Last Monday's list is history. Somehow it all got done and I am now down to a packing list. Things like camera batteries and cat food so they won't starve while I am off basking in the warmth of desert sunshine, the companionship of good friends and the peace of retreat. Retreat. What a good idea this. To call a halt to all daily events and go off somewhere, where one assumes there might be a little space.....for thought, for prayer, for ordering up the priorities.
My life these days is kind of like my wardrobe. I had this little meltdown Easter morning as I pulled out one Spring top after another and they hung there on me looking....well, big! "Nothing fits!" I groused, as it became clear that some changes really have occurred. It is not a bad problem....in fact it is quite a lovely one. And I am not complaining. Far from it! But it does complicate things. And requires that I take some action.
For a time I had this rather orderly little spiritual life. Practices and disciplines that were tidy and predictable and fitting. I knew what I was doing when and where. It was a routine that worked nicely for a single priest with a day job. And for a while there, I must say there was time that was begging for filling with something other than my very raw emotions. And I found that my church life obliged nicely by expanding to fill it. Taking a whole Saturday to write a sermon worked for me, as did spending many quiet hours in reading and reflection. I also was very willing to overfunction and spend as many hours as needed (or beyond) being involved in churchy things. Whatever there was to do, I did...and more. But the shape of this too has changed. And like my spring clothes, the shape of this no longer fits me. I have said no to requests to attend extra meetings, take on extra tasks. I have even told people they would have to (gasp) "do without me." And by and large, the other folks in my life are adjusting with a minimum of fussing. I on the other hand am still having the equivalent of my Easter morning clothing meltdown. "Nothing fits!" I wail as I look at my former wardrobe of spiritual disciplines and tidy routines. "And just what were you expecting?" asks my wise friend. "It has only been such a short time." Ah yes that time thing again. I forget that. It feels like forever I have known him....I forget how new we are. So, yes, I suppose it does make sense that I have not yet figured out how to be. How not to be the priest who used her call to hide from her life as in the past, or the single, solitary contemplative priest I have been for the last year .... but a woman who serves God as a priest in the context of a full and loving and healthy relationship. Finding what fits and helps me continue to grow spiritually in this season of new life.

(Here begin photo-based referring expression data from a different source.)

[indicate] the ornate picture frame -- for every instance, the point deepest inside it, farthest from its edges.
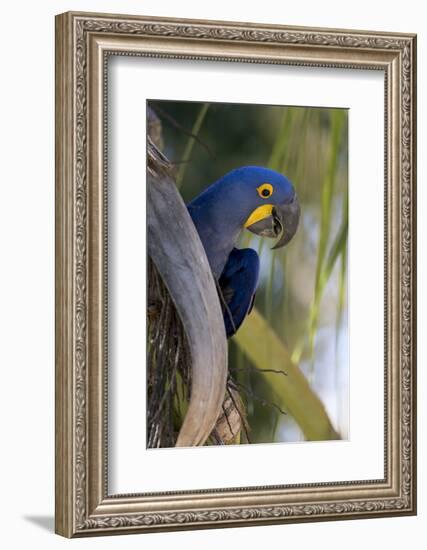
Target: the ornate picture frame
(84, 42)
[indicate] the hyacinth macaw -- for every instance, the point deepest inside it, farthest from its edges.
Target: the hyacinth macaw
(258, 199)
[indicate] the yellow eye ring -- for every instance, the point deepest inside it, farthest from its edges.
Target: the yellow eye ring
(265, 190)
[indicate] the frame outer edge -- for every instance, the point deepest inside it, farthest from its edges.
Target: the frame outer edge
(74, 506)
(64, 276)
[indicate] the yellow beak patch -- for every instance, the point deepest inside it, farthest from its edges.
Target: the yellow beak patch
(259, 214)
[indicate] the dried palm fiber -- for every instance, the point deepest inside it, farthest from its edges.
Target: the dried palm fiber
(189, 401)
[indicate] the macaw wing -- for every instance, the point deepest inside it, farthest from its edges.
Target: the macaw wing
(238, 283)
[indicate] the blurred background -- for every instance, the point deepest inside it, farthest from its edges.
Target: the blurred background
(301, 304)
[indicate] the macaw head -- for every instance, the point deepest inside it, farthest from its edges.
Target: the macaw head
(271, 201)
(252, 197)
(256, 198)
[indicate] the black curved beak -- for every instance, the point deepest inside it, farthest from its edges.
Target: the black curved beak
(283, 221)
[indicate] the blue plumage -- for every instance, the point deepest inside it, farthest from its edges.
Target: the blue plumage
(252, 197)
(238, 284)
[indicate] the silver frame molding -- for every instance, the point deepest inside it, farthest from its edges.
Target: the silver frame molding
(83, 43)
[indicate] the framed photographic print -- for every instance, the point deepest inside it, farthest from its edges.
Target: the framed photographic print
(235, 274)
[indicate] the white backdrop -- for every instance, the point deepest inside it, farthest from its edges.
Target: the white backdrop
(27, 245)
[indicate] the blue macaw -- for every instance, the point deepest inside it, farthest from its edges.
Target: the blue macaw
(258, 199)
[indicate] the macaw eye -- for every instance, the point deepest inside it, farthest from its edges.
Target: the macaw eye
(265, 190)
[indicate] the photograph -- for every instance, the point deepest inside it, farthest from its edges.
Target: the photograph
(266, 188)
(235, 273)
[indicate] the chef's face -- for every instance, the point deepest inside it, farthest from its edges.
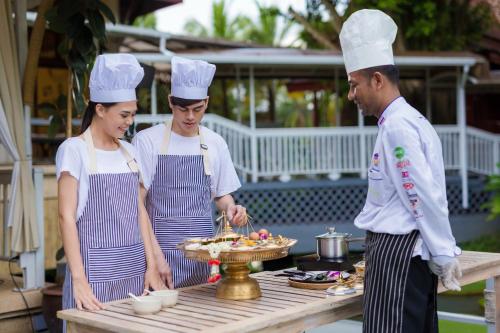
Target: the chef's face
(362, 92)
(186, 119)
(116, 119)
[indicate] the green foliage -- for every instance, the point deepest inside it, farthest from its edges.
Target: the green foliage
(432, 25)
(494, 204)
(145, 21)
(222, 26)
(82, 25)
(488, 243)
(267, 29)
(451, 25)
(56, 113)
(446, 326)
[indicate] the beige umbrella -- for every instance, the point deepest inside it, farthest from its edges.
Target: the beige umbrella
(12, 136)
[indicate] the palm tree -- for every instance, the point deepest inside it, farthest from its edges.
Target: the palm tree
(268, 30)
(221, 26)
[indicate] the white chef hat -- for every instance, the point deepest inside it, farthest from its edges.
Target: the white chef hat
(366, 39)
(114, 78)
(191, 78)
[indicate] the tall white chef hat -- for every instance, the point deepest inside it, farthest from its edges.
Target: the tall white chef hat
(366, 39)
(114, 78)
(191, 78)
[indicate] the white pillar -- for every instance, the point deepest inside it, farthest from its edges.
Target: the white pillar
(337, 98)
(21, 33)
(33, 263)
(238, 93)
(252, 127)
(462, 125)
(428, 104)
(362, 145)
(154, 98)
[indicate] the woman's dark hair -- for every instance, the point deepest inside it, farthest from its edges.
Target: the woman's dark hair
(183, 102)
(89, 113)
(391, 72)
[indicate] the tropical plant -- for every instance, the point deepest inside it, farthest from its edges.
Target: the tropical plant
(493, 186)
(82, 25)
(56, 113)
(222, 26)
(270, 28)
(145, 21)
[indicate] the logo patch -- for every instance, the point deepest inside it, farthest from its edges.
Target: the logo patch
(376, 159)
(408, 186)
(399, 152)
(402, 164)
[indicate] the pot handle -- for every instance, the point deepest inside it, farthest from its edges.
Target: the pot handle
(356, 239)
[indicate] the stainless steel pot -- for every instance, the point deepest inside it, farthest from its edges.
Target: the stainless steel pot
(333, 245)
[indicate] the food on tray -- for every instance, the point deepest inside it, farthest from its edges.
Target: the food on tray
(360, 268)
(254, 236)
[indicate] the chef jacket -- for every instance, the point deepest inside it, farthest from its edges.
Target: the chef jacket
(406, 182)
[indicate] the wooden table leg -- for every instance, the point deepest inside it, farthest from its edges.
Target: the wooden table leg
(497, 304)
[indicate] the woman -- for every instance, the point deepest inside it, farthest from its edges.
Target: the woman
(104, 224)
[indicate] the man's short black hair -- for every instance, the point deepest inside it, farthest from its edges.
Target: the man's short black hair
(391, 72)
(183, 102)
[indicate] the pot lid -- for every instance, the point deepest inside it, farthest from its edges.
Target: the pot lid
(333, 234)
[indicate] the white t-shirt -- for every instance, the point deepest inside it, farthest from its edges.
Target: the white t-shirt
(72, 156)
(224, 179)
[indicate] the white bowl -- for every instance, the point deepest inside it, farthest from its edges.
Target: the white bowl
(146, 305)
(167, 296)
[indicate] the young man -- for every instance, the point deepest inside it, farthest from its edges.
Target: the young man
(409, 240)
(186, 166)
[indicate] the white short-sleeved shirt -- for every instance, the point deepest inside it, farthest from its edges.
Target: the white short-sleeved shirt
(224, 179)
(406, 182)
(72, 156)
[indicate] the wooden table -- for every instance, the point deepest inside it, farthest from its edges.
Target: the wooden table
(280, 309)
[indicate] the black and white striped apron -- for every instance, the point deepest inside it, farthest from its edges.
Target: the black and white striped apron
(387, 264)
(180, 206)
(108, 229)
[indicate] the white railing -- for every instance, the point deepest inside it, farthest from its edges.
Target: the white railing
(483, 151)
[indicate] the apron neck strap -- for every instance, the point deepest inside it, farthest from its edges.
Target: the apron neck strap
(203, 146)
(131, 162)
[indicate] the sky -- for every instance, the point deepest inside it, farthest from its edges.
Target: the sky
(173, 18)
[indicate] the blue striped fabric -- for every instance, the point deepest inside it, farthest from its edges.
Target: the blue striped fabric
(179, 205)
(110, 241)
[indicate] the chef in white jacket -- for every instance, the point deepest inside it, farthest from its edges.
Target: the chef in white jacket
(186, 167)
(409, 241)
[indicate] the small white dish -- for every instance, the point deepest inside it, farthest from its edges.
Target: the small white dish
(340, 291)
(146, 305)
(168, 296)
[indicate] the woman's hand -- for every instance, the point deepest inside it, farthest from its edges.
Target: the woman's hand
(237, 214)
(165, 271)
(152, 280)
(84, 297)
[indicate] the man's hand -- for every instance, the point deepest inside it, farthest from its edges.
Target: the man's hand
(165, 271)
(237, 214)
(448, 270)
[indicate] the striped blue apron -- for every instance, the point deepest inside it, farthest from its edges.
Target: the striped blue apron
(110, 241)
(387, 264)
(180, 206)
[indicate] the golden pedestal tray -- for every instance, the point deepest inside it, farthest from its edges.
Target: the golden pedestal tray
(237, 284)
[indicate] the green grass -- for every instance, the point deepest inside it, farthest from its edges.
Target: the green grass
(446, 326)
(487, 243)
(475, 288)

I have said before I am not sure I know how to have a spiritual life in a time of joy. Pain has always been a good motivator for me. I'm not sure how it works without it. And right now there are some things that are not feeling too good in one dark corner of my life, so there is some push to get moving on this. The BE comes at a good time I know it will all come together. I will find my way, with the help of God and my friends, I will find a balance. New things will come, perhaps even old things will find their way back. It is likely that I will pray and read again on some sort of a regular and disciplined basis. Perhaps I will do yoga and meditate. These things did feed my soul. It is not the first time I have left them for a time. They call me back. God calls me back and calls me out. It's not all supposed to keep fitting, the same stuff, for all time, I guess. Just another adventure in God's fitting room.